Cette situation engendre une grande inquiétude et solitude. De plus, les demandeurs ont été répartis dans tout le pays (bien qu’une majorité se trouve dans les régions de Porto et Lisbonne). Certains se sentent donc isolés. Les associations et le parti du Bloc de gauche le confirment : l’administration portugaise pare au plus urgent (logement, titre de séjour, revenus minimum, santé), mais l’accompagnement reste lacunaire. Les associations de la PAR prennent le relai.
Un tissu dense d’acteurs sur tout le territoire pour un accueil inconditionnel
Les associations caritatives ou religieuses (toutes confessions confondues), les ONG et les groupes de défense des droits de l’Homme sont mobilisés. Les administrations locales sont aussi très actives, avec près de 100 communes volontaires. Cependant, ces dernières sont parfois débordées (à Lisbonne et Porto notamment), tandis que d’autres (dans l’intérieur du pays ou dans les villes moyennes) pourraient traiter plus de dossiers. Malheureusement, les demandeurs ne peuvent déposer de dossiers qu’auprès des autorités de leur lieu de résidence.
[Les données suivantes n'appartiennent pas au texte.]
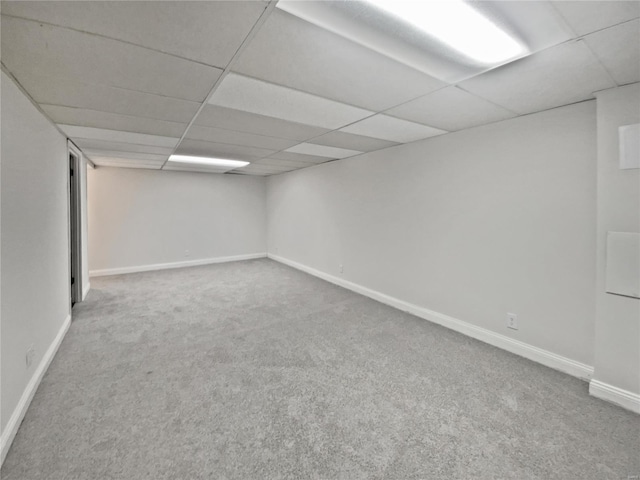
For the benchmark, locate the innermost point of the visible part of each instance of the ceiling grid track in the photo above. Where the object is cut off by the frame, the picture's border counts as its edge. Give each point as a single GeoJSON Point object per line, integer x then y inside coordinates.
{"type": "Point", "coordinates": [252, 33]}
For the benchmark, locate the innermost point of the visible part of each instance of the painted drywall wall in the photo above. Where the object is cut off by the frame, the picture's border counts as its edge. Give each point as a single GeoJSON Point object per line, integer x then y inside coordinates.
{"type": "Point", "coordinates": [35, 259]}
{"type": "Point", "coordinates": [617, 339]}
{"type": "Point", "coordinates": [473, 224]}
{"type": "Point", "coordinates": [139, 218]}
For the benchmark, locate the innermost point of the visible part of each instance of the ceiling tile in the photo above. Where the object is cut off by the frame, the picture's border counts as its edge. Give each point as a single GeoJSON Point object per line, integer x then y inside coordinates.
{"type": "Point", "coordinates": [211, 149]}
{"type": "Point", "coordinates": [125, 163]}
{"type": "Point", "coordinates": [113, 121]}
{"type": "Point", "coordinates": [282, 163]}
{"type": "Point", "coordinates": [589, 16]}
{"type": "Point", "coordinates": [258, 170]}
{"type": "Point", "coordinates": [230, 119]}
{"type": "Point", "coordinates": [295, 53]}
{"type": "Point", "coordinates": [67, 92]}
{"type": "Point", "coordinates": [618, 48]}
{"type": "Point", "coordinates": [298, 157]}
{"type": "Point", "coordinates": [352, 142]}
{"type": "Point", "coordinates": [392, 129]}
{"type": "Point", "coordinates": [322, 151]}
{"type": "Point", "coordinates": [32, 49]}
{"type": "Point", "coordinates": [75, 131]}
{"type": "Point", "coordinates": [451, 109]}
{"type": "Point", "coordinates": [219, 135]}
{"type": "Point", "coordinates": [126, 155]}
{"type": "Point", "coordinates": [93, 144]}
{"type": "Point", "coordinates": [208, 32]}
{"type": "Point", "coordinates": [561, 75]}
{"type": "Point", "coordinates": [255, 96]}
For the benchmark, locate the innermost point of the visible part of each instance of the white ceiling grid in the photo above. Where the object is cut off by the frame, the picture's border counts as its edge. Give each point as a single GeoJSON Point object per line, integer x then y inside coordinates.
{"type": "Point", "coordinates": [132, 82]}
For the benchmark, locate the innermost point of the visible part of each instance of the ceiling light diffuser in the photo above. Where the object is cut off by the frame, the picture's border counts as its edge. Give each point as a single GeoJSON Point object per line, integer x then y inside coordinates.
{"type": "Point", "coordinates": [209, 161]}
{"type": "Point", "coordinates": [459, 25]}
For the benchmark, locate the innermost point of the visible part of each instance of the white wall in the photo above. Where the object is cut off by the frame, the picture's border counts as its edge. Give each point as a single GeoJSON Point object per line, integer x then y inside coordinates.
{"type": "Point", "coordinates": [473, 224]}
{"type": "Point", "coordinates": [617, 343]}
{"type": "Point", "coordinates": [35, 259]}
{"type": "Point", "coordinates": [139, 218]}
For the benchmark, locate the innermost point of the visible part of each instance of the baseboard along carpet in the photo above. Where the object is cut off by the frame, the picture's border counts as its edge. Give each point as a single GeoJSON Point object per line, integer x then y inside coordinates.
{"type": "Point", "coordinates": [254, 370]}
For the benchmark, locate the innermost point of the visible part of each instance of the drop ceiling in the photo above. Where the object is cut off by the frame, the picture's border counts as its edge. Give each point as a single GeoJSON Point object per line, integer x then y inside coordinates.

Des initiatives sont menées dans tout le pays pour sensibiliser à la question des demandeurs d’asile : tables rondes dans les écoles, débats publics, événements culturels… La Casa da Música de Porto a par exemple organisé un concert de levée de fonds pour les étudiants syriens. Les arrivants se disent bienvenus dans le pays, qui est d’ailleurs classé 2e (sur 38) selon l’Indice européen des politiques d’intégration de migrants (Mipex). Aucun incident (agression, insultes ou autres) n’a été à déplorer.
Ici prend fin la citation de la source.